Wir müssen uns vor Augen führen: Es gibt keinen Ausstieg aus der Globalisierung. Die Naturkatastrophe am Indischen Ozean, die wechselseitigen Abhängigkeiten in der Wirtschaft und in der Umwelt, aber auch der weltweite Terrorismus verlangen vielmehr einen stärkeren Einstieg in die Gestaltung der Globalisierung.

Heute leben ungefähr sechs Milliarden Menschen auf unserem Planeten Erde. Es ist eng geworden, und es wird noch enger werden; bis 2050 mögen es nach Schätzungen bis zu neun Milliarden sein, die auf dem Planeten Erde leben werden. Wie soll ein friedliches Zusammenleben dieser vielen Menschen möglich sein, wenn schon jetzt mehr als die Hälfte der Weltbevölkerung von weniger als zwei US-Dollar pro Tag leben muss, also in Armut? Die Krise ist nicht nur vorprogrammiert, sie ist bereits da. Und ich glaube nicht, dass die Bewältigung dieser Krise nur darin bestehen kann, die Folgen, vor allem die Folgen im Sicherheitsbereich, einzugrenzen. Ohne weltweite Armutsbekämpfung wird es für uns langfristig keine Sicherheit geben können und auch keine politische Stabilität. Und deshalb ist Entwicklungspolitik die beste Konfliktprävention! Deshalb sollte es uns auch alle nachdenklich machen, dass die weltweiten Militärausgaben mehr als das Zehnfache der Entwicklungsleistungen der OECD-Länder ausmachen!

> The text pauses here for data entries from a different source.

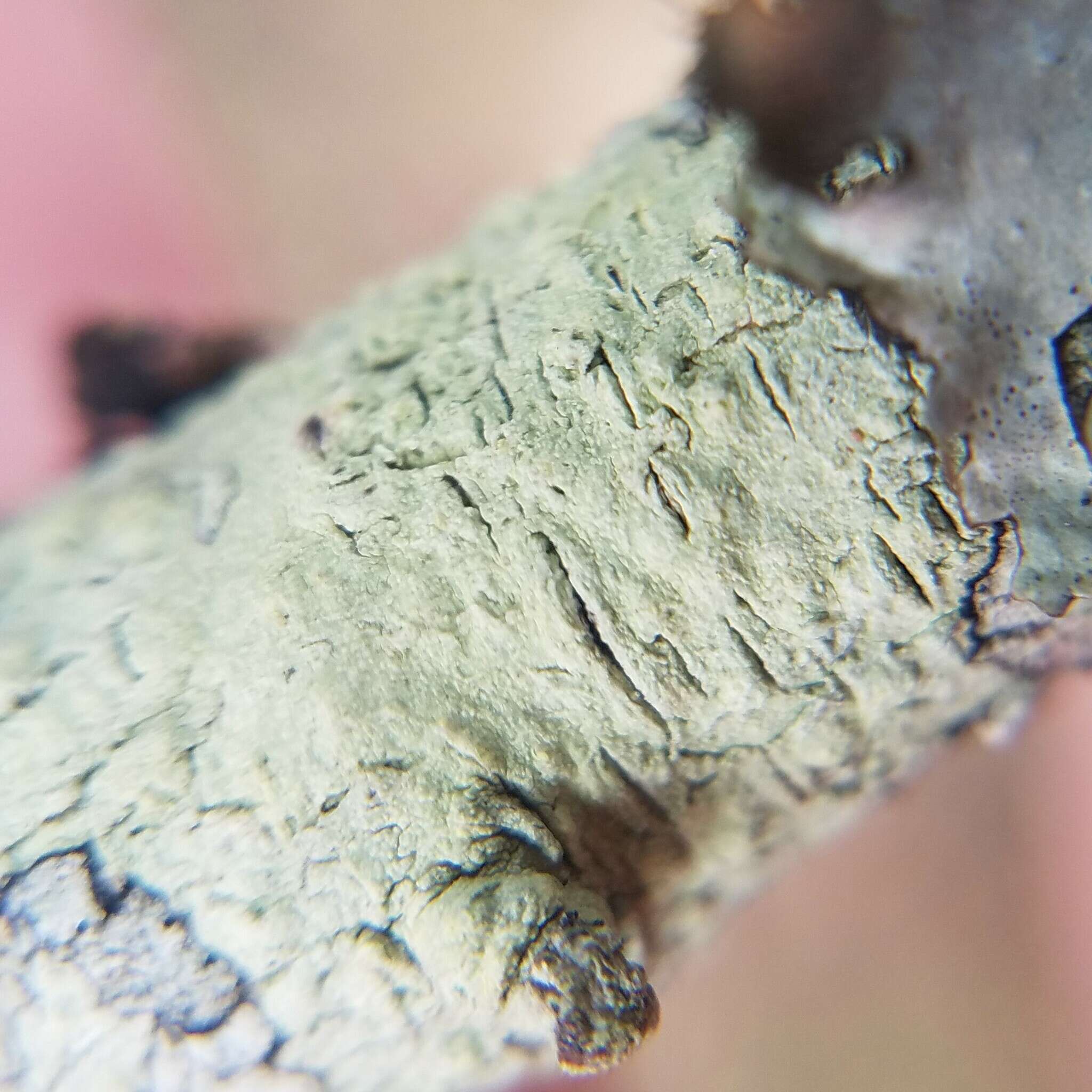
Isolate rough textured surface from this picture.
[0,108,1075,1092]
[704,0,1092,614]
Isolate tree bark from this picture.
[0,105,1085,1092]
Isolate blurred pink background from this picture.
[0,0,1092,1092]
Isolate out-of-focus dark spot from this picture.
[299,413,326,459]
[67,319,271,447]
[691,0,891,188]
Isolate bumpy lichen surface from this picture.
[0,109,1074,1092]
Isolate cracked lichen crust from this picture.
[0,104,1074,1092]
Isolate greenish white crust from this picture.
[0,109,1079,1092]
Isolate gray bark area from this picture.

Zwischen Sicherheit und wirtschaftlicher Entwicklung besteht ein Zusammenhang. Das ist fast schon eine Binsenweisheit. Ohne Sicherheit kann es keine nachhaltige Wirtschaftsentwicklung geben. Umgekehrt zeigt die Erfahrung auch, dass anhaltende Armut breiter Bevölkerungsschichten die staatliche Stabilität bedrohen kann. Die politische Stabilität eines Landes bleibt auch fragwürdig, wenn die Bevölkerung eines Landes nicht am natürlichen Reichtum oder an der politischen Willensbildung teilhaben kann. Hierfür gibt es zahlreiche Beispiele, vor allem in Afrika, aber auch in Asien oder Lateinamerika.

Die Folgen wirtschaftlicher Nöte oder staatlichen Zerfalls treffen auch uns in Europa. Denken Sie nur an die tagtäglichen Versuche vieler Menschen, vor allem aus Afrika, mit kaum seetüchtigen Booten den Süden Europas zu erreichen. Vor allem die Staaten an der Südflanke Europas stellt das vor enorme Probleme - sozial, wirtschaftlich, aber auch unter Sicherheitsaspekten. Wir können dem langfristig nur begegnen, wenn wir die wirtschaftliche und staatliche Entwicklung in den Herkunftsländern nachhaltig fördern. Auf Dauer wird das billiger sein, als Europa zu einer Festung auszubauen. Wenn es uns dagegen nicht gelingt, die Armut in Afrika wirksam zu bekämpfen, wenn noch mehr Staaten zu failed states werden, dann haben wir es in Zukunft mit noch viel mehr Immigranten und "boat people" zu tun. Das wird uns vor Probleme ganz anderer Größenordnung stellen. Wir können es uns schlicht nicht leisten, noch mehr Zeit zu verlieren!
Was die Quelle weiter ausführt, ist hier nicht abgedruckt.